A estas observaciones de fuentes finesas añade Óscar Diego las siguientes, que
también formarían parte de una "ciudadanía ética" (término que no emplea el autor,
pero con el que pudiera resumirse el esfuerzo de una "educación para la ciudadanía"):
una política basada en la igualdad y la democracia; desarrollo social; autonomía y
autogobierno; intelectualidad que valore el patriotismo, la justicia, la equidad, la
constitucionalidad y la democracia; y el elevado valor otorgado a la educación.

Es precisamente en este aspecto donde destaca Finlandia. La educación es algo


importante, porque es el abono sobre el suelo nutricio de la ciudadanía, más allá de la
presencialidad. Mediante la educación el sujeto se inserta en una república que lo
trasciende, de modo que parte de su sentido –al menos su "ser con" el otro– es
garantizado a lo largo de un tiempo que también lo trasciende. En Finlandia, ya desde
1858 se apostó por desarrollar una educación primaria, al margen de las instituciones
religiosas, de calidad y universal. Una educación que, asumiendo los valores ilustrados
de progreso, igualdad y libertad, no olvidara los tradicionales de humildad, modestia y
honestidad. La consolidación de una ciudadanía ética fue posible gracias a la tenacidad
y perseverancia con la que se cultivó la moral del bien común, la justicia y el interés
general, sin descuidar el fortalecimiento de la facultad de juicio ético. Sin dejar de lado
la conciencia colectiva orientada a valores comunes y la cultura ciudadana dirimida
hacia la participación, el civismo, etcétera.

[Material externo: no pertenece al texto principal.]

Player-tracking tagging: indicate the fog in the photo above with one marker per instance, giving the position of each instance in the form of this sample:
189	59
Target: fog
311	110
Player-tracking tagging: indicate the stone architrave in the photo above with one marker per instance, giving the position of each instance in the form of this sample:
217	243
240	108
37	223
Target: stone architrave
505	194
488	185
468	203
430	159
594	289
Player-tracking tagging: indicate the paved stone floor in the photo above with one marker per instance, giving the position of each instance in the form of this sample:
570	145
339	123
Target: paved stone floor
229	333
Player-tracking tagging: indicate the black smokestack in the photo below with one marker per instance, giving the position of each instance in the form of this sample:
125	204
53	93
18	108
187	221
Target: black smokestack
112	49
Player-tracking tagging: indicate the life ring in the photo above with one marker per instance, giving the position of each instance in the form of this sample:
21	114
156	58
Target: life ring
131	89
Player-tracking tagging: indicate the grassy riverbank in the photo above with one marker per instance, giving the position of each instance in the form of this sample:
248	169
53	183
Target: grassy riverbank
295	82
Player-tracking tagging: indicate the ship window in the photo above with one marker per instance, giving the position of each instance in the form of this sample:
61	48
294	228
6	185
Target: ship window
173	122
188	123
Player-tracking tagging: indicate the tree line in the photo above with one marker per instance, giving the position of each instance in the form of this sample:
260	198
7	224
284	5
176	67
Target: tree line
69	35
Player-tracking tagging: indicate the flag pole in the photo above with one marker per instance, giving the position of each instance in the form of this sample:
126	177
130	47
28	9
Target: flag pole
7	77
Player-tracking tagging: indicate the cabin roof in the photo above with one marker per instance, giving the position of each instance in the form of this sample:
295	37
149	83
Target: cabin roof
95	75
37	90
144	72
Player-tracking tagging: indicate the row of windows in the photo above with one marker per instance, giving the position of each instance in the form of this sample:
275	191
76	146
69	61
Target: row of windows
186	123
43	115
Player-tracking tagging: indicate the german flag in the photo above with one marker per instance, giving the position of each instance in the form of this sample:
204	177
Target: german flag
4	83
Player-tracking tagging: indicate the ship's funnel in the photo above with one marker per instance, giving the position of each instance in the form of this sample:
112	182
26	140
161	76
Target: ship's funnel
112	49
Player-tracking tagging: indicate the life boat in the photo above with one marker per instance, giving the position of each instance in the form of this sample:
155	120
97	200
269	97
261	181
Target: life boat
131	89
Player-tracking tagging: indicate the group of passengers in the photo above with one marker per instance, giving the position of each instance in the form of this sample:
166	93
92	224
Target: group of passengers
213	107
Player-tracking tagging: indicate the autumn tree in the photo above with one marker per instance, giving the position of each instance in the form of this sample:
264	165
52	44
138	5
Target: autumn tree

Concluye Óscar Diego que la educación ciudadana es, pese a la diversidad –de
intereses, oficios, aptitudes–, necesaria, pues si algo nos caracteriza, es la pertenencia
a una comunidad de ciudadanos. De hecho los seres humanos nacemos "enclasados"
en una comunidad de ciudadanos, y este hecho es preciso no olvidarlo. Pero además,
es beneficiosa, pues una ciudadanía cuidadosa de la ética, educada éticamente, es
menos manipulable y sometida a servidumbre. Una ciudadanía ética es una ciudadanía
libre y responsable.

Sin embargo, haciéndonos cargo de Freud: ¿es posible educar? Creo que los liberales
pronto saldrían a responder, como ya hiciera Mandeville, con su famoso lema "vicios
privados, virtudes públicas", del que se ha insinuado también el inverso: "vicios
públicos, virtudes privadas". Pero no es tal la situación: vicios privados pueden muy
bien conducir a vicios públicos; y vicios públicos a vicios privados. Casi como en lógica
presocrática: lo semejante atrae a lo semejante.

Podríamos inclinarnos a pensar que Freud lleva razón, en parte. Si "educar" es


entendido como "modelar" conforme a unos principios y valores, asfixiando la
irreductible realidad de la individualidad, entonces es imposible. Pero "educar" no es
eso, no es "formar" a imagen y semejanza, sino "formar" el juicio libre y responsable,
la racionalidad práctica. En este sentido es posible educar. Tal educación supone el
ejercicio compartido de la relación humana: y nada hay más humano que la ciudad y
su cualidad específica, la ciudadanía.